Se livrant à une interprétation liberticide et erronée de la loi de 1905 sur la séparation des Eglises et de l'Etat, qui n'a jamais proscrit les manifestations d'une religion sur la voie publique, Marine Le Pen avait réclamé, en septembre 2012, l'interdiction du voile religieux et de la kippa dans la rue. Au lendemain de l'arrêt de la Cour de cassation annulant, le 19 mars, le licenciement d'une salariée voilée de la crèche Baby Loup, l'UMP avait déposé une proposition de loi préconisant l'interdiction des signes d'appartenance religieuse dans les entreprises. Encouragé par des élus socialistes, l'Elysée s'était interrogé sur une interdiction dans les structures accueillant la petite enfance. Sans suite et sans explication.

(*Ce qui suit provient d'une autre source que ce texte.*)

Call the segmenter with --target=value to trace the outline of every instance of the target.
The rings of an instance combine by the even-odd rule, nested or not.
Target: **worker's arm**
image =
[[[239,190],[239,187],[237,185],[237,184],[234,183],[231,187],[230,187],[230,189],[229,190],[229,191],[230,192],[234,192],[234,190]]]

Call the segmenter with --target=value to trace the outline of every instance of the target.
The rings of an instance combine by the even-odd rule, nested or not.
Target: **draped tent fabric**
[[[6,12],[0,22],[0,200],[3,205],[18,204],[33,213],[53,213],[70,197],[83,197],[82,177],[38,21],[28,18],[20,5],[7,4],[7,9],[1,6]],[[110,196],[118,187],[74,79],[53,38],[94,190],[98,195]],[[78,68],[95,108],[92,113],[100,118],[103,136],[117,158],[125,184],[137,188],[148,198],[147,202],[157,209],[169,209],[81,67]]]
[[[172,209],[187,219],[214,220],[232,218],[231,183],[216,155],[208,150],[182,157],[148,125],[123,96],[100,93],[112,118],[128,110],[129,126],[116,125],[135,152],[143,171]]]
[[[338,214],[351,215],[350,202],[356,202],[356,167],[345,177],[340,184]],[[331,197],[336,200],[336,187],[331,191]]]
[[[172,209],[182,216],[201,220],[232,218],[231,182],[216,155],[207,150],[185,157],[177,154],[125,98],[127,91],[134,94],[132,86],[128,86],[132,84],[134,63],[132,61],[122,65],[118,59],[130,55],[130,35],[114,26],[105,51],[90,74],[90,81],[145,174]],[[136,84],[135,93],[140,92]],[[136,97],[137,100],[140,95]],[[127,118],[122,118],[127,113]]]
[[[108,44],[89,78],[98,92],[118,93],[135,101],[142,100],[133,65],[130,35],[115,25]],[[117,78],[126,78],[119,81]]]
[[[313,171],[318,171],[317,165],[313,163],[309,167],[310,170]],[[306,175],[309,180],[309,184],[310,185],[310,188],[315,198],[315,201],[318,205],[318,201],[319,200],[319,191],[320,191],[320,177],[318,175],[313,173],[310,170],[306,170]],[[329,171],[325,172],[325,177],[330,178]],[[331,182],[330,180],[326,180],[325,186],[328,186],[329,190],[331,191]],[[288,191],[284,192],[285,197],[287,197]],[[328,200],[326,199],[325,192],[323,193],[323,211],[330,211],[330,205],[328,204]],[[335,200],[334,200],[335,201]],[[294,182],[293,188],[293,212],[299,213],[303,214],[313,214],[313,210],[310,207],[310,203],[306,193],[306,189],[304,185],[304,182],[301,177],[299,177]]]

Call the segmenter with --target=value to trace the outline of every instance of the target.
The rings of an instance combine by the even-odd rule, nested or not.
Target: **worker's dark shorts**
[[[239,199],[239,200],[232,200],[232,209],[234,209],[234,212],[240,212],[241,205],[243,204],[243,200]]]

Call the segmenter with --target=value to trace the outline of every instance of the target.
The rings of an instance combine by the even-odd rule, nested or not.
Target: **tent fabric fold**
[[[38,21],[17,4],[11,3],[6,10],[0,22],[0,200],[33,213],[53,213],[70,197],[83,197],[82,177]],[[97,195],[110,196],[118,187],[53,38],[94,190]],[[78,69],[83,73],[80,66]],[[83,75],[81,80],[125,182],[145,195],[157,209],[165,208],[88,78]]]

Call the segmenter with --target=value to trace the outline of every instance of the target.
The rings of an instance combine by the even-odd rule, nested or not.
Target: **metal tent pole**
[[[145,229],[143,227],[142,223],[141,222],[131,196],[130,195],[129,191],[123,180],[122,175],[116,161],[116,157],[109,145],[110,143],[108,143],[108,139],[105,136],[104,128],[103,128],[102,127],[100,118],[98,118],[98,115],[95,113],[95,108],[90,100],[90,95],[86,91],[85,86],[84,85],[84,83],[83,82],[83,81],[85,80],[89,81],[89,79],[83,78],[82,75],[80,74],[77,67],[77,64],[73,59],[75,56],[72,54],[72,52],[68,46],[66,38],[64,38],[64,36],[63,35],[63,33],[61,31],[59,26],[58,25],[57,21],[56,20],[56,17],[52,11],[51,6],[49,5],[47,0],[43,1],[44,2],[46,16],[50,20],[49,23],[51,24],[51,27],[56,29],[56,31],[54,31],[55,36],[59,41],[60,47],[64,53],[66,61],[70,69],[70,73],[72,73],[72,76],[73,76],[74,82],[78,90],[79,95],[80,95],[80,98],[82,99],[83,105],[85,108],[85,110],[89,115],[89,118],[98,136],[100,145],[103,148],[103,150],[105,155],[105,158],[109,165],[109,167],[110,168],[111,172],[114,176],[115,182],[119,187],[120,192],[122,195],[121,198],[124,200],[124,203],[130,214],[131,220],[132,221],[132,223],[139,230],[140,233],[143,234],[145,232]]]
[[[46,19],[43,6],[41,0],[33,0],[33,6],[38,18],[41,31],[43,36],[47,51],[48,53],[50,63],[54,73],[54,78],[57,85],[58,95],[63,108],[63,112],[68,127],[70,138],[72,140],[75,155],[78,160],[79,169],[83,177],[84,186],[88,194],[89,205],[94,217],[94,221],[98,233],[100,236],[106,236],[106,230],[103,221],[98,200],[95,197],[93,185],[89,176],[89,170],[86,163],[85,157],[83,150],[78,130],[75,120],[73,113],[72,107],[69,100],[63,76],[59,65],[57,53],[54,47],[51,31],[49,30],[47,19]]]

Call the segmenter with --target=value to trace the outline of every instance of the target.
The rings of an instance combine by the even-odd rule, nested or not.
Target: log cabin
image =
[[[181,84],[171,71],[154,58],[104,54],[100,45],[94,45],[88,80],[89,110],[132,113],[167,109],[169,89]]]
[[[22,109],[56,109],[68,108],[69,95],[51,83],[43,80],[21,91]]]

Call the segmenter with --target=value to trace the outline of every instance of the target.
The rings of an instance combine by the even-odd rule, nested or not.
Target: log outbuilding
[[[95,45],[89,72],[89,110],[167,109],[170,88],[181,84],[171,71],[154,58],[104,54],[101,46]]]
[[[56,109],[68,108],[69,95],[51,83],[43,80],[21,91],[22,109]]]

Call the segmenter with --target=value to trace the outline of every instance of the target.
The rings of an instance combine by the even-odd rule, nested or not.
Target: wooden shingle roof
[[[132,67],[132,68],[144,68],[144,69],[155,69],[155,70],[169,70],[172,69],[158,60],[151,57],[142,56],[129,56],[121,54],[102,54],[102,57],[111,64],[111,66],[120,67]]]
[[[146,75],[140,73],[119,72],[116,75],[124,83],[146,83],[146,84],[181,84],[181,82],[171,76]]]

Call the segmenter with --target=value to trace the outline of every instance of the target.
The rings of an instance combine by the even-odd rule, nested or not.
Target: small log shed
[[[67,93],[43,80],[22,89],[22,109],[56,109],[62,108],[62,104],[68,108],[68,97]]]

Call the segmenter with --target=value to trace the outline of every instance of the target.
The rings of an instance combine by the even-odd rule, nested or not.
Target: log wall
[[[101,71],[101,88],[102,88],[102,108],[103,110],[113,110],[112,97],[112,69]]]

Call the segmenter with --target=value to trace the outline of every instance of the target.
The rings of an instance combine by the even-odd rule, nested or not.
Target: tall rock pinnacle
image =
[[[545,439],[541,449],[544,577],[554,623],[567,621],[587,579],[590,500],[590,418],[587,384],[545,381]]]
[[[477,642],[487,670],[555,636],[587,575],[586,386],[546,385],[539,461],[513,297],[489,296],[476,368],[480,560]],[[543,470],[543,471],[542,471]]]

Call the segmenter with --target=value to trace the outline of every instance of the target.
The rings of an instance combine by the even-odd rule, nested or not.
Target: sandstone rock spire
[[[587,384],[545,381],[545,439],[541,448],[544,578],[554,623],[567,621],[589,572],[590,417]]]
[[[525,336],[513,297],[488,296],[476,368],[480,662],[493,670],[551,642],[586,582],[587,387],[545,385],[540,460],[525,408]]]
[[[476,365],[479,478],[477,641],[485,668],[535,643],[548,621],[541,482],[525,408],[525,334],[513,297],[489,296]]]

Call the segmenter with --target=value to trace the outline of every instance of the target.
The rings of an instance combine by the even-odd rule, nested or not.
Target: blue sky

Dans une telle affaire qui, au-delà des polémiques récurrentes, concerne la nature même du modèle français, la surenchère législative n'apparaît pas comme la réponse la plus appropriée. Comme l'affirmait Jean-Louis Bianco, président de l'Observatoire de la laïcité, dans Le Monde du 26 juin, avant de préconiser une nouvelle loi "il faudra se demander si elle est stigmatisante pour certaines personnes, si elle contribue à apaiser ou à durcir les rapports entre les Français". Une loi interdisant le port du voile dans l'enseignement supérieur, à laquelle la Conférence des présidents d'université est hostile, risquerait d'être perçue comme stigmatisante. Elle pourrait attiser les tensions dans une société qui a, plus que jamais, besoin d'apaisement.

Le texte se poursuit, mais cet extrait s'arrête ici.